DEBENEDICTIS, Darina, 507 King Street, Charleston, SC 29403

Musicians Seamounts are located northwest of the Hawaiian Islands and lie just outside the borders of Papahānaumokuākea Marine National Monument. The seamounts are known to have an abundance of deep sea corals, which are found at depths exceeding 2100 m. Deep-sea corals often thrive in high-slope areas where the substrate is hard. In August 2017, the NOAA Office of Ocean Exploration and Research’s Deep-Sea Symphony Expedition (EX1707) mapped Musicians Seamounts aboard NOAA Ship Okeanos Explorer and collected video of the corals using the ROV Deep Discoverer. Multibeam sonar and backscatter intensity data were collected using a Kongsberg EM302 echosounder. Data were then post-processed in CARIS HIPS & SIPS 10.4 to generate bathymetric and backscatter intensity surfaces. Profiles of depth and backscatter intensity were created along the elongate axis of each seamount.
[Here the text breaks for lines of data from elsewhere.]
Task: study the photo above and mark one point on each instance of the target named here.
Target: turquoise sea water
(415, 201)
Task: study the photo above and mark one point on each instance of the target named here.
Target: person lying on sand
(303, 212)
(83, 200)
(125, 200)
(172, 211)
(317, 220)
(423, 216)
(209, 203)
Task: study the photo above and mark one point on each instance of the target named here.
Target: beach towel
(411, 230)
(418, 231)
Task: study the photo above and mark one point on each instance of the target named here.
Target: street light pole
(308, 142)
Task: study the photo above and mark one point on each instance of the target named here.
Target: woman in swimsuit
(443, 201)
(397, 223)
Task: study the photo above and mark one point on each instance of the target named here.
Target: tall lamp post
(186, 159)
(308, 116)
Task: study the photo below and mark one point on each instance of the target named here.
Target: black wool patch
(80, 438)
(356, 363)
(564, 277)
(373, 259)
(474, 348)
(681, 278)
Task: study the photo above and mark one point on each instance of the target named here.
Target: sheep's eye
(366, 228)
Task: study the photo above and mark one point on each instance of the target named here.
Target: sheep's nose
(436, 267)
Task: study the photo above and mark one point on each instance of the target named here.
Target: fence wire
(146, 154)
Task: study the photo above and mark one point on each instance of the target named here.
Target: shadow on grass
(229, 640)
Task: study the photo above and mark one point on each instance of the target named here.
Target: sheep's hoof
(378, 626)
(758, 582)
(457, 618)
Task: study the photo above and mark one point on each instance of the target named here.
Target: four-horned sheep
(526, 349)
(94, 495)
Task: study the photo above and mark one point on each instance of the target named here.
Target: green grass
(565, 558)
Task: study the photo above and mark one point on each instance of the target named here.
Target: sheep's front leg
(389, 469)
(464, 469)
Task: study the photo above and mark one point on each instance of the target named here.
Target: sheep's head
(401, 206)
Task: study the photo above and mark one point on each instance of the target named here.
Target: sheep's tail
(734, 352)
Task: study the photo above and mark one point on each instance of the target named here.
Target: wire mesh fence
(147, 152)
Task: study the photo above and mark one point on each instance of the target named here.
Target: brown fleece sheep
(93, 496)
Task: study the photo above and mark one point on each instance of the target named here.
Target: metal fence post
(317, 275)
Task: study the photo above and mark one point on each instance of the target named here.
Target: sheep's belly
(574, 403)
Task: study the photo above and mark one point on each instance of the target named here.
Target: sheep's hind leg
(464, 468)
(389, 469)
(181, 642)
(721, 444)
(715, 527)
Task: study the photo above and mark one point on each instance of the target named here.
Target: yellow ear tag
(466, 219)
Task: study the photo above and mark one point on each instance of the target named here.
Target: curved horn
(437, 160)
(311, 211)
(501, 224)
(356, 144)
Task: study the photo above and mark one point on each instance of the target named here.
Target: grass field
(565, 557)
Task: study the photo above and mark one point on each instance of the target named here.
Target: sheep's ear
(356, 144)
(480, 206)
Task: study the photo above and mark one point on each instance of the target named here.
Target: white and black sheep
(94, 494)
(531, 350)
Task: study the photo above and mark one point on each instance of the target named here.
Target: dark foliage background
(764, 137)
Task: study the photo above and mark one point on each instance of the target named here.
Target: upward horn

Areas along each profile that exhibited both high intensity backscatter return and slope greater than 15 degrees were identified as potential coral habitat. A total of 40 potential habitat sites were identified along the 10 seamounts and the sites are comparable to visual observations made during the NOAA expedition. Further work and ground-truthing by an ROV would need to be conducted to test the reliability of this study’s methods in locating deep sea coral habitat. This study is significant because locating coral habitat is critical, in order to protect these slow-growing deep sea organisms from threats, such as trawling or coral mining. Until recently, scientists did not have extensive knowledge of deep sea corals’ diversity and distribution. However, with advancements in multibeam sonar and backscatter analyses, hydrographers have been able to identify ocean floor areas that are potentially ideal habitat for deep sea corals.